Wer ein Auto kauft, geht selbstverständlich davon aus, dass es viele Jahre problemlos und fehlerfrei treue Dienste leisten wird. Wer ein Computerprogramm erwirbt, der weiß, dass es spätestens in einigen Monaten, vielleicht aber auch schon morgen, ein Update benötigt. Die Ursache dafür sind oft Programmierfehler, denn auch sechs Jahrzehnte nach der Geburt der modernen Informatik kämpft die IT-Welt mit einem grundsätzlichen Problem: Computerprogramme sind voller Fehler – statistisch kommt einer auf 1000 Zeilen Code.
Es gibt noch einen weiteren wichtigen Unterschied zwischen einem Auto und einer Software. Auch wenn wir nicht erklären können, wie die Technik eines Kraftfahrzeugs im Detail funktioniert, kennen wir doch sehr genau ihre Funktionen. Wir wissen, welchen Effekt Bremse, Gas und Blinker haben. Bei einem Computerprogramm wissen wir dagegen nicht nur nicht, wie es funktioniert – wir kennen noch nicht einmal alle Funktionen.

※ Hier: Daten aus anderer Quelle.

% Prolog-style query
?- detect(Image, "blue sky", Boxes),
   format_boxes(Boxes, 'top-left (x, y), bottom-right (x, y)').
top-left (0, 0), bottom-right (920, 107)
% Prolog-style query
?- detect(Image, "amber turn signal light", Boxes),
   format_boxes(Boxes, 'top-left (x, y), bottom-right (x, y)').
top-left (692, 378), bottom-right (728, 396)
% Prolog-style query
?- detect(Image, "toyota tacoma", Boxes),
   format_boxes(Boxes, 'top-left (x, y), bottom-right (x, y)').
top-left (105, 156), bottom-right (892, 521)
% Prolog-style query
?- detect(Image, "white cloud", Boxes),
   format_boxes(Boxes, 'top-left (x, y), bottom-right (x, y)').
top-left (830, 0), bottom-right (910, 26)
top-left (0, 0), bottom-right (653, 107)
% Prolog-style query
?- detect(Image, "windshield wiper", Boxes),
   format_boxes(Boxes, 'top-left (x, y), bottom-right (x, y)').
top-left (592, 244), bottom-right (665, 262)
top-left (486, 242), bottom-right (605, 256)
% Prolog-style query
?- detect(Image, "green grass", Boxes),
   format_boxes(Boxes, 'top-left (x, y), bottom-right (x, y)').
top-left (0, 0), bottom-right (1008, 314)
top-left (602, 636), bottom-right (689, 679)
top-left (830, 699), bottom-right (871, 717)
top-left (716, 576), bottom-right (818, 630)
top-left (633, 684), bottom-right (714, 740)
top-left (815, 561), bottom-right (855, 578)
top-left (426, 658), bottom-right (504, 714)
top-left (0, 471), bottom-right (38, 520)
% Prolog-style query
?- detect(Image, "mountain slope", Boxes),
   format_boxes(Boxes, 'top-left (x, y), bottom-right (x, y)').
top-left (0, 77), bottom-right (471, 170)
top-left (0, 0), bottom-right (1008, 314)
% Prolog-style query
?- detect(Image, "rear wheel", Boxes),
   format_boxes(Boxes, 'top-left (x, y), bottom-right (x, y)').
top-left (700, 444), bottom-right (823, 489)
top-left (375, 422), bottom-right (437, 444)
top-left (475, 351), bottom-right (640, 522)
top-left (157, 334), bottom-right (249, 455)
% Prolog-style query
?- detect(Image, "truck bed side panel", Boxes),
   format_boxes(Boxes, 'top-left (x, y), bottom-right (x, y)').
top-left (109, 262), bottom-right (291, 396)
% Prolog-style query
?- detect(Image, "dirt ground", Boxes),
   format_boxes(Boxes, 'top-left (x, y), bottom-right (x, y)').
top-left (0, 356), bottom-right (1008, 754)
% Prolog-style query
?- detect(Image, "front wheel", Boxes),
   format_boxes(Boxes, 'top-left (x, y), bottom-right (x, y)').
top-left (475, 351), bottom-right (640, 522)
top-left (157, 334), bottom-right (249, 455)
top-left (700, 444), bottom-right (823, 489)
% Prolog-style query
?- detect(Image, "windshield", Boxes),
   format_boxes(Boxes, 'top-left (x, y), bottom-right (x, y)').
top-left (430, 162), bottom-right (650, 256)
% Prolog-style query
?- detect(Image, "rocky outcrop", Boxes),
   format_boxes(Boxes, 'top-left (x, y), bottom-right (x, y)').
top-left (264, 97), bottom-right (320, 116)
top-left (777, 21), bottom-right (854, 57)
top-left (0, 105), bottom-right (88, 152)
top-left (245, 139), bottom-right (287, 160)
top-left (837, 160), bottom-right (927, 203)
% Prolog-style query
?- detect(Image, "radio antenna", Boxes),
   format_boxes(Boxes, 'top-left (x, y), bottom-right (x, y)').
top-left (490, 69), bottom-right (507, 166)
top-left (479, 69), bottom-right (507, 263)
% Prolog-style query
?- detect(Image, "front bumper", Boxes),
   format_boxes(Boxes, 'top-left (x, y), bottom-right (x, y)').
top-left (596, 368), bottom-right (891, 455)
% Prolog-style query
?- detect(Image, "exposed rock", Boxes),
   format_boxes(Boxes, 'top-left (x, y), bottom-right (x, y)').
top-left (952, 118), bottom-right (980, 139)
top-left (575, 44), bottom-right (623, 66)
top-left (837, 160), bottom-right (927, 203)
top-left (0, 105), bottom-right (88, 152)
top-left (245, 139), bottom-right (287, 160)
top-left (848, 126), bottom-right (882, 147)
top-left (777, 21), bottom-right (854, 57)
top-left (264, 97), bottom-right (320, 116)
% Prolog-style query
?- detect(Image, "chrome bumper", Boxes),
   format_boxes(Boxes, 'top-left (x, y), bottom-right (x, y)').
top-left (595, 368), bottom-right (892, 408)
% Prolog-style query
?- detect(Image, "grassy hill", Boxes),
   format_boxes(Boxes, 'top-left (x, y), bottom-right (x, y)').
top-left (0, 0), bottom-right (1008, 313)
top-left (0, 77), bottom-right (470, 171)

Und die Forschung zeigt nun: Viele Programme haben ein geheimes Innenleben. Ein Zehntel aller Smartphone-Apps enthält verborgene Funktionen, die so manchem Nutzer die Haare zu Berge stehen lassen würden, wenn er von ihnen wüsste.
Eine Untersuchung des Saarbrücker IT-Sicherheitszentrums Cispa der Helmholtz-Gemeinschaft hat diese düsteren Seiten der Smartphone-Welt nun ausgeleuchtet. Der Informatiker Giancarlo Pellegrino nahm in einem internationalen Forschungsprojekt mit Informatikern zweier Hochschulen in den USA 150 000 Apps fürs Betriebssystem Android unter die Lupe. Die IT-Fachleute haben dabei eine Reihe beunruhigender Entdeckungen gemacht. Über acht Prozent der untersuchten Applikationen – getestet wurden 100 000 besonders populäre Programme des Google-Play-Stores, 20 000 Apps des chinesischen Baidu-Markets und 30 000 vorinstallierte Smartphone-Apps – enthalten Geheimfunktionen, die Hackern Zugriff auf das Mobiltelefon ermöglichten können und die Sicherheit gefährden.

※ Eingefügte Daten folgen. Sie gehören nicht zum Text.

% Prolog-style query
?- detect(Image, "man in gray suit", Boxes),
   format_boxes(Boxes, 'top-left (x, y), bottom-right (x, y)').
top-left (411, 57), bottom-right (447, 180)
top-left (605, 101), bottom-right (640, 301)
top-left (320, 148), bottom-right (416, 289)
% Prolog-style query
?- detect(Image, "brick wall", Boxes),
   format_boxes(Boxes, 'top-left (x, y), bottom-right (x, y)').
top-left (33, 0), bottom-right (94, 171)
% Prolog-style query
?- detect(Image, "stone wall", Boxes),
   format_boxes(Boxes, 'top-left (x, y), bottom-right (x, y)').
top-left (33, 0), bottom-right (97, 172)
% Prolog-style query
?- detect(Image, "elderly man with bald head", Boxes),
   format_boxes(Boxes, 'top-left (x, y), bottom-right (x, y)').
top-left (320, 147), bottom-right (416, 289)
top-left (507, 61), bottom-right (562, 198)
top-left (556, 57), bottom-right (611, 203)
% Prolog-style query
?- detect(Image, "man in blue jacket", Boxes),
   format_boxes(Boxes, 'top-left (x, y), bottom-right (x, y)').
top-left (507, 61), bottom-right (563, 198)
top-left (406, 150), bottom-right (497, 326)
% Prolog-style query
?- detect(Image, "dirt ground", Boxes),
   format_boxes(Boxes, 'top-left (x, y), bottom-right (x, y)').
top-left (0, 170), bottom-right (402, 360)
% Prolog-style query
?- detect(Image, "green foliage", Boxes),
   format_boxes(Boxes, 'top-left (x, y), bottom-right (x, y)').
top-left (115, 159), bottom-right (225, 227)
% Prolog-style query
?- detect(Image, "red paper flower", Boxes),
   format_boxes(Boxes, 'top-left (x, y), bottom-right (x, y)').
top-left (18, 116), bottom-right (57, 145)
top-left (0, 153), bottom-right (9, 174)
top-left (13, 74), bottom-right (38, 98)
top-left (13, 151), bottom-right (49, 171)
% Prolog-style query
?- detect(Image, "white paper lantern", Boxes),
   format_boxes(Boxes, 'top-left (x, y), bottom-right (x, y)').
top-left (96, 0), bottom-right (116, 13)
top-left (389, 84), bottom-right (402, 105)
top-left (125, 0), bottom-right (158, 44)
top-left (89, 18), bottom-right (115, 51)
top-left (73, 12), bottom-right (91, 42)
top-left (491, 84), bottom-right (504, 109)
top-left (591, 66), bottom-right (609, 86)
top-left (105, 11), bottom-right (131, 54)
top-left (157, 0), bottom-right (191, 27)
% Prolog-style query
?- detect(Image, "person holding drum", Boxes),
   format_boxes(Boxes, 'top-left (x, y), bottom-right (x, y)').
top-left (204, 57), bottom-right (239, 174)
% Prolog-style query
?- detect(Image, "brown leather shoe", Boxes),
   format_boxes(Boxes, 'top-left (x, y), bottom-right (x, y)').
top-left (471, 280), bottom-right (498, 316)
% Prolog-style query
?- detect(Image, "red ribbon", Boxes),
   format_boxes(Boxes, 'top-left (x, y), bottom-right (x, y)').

Präzise 12 706 Apps hätten Backdoor secrets (Geheime Hintertüren) enthalten, wie die IT-Spezialisten in einer gerade veröffentlichten Untersuchung schreiben. Zur schlechten Nachricht gesellt sich eine noch schlechtere. Es gibt für Otto Normalverbraucher im Augenblick keine Möglichkeit, herauszufinden, ob sich unter den auf seinem Gerät installierten Apps Vertreter aus dieser Kategorie befinden.
Die IT-Spezialisten wollen den Programmierern die Möglichkeit lassen, die Sicherheitslücken zu schließen und haben deshalb bisher keine Liste der betroffenen Apps veröffentlicht. Immerhin geht der Cispa-Wissenschaftler nach den App-Analysen davon aus, dass Kennungen und Passwörter sozialer Netzwerke wahrscheinlich sicher sind.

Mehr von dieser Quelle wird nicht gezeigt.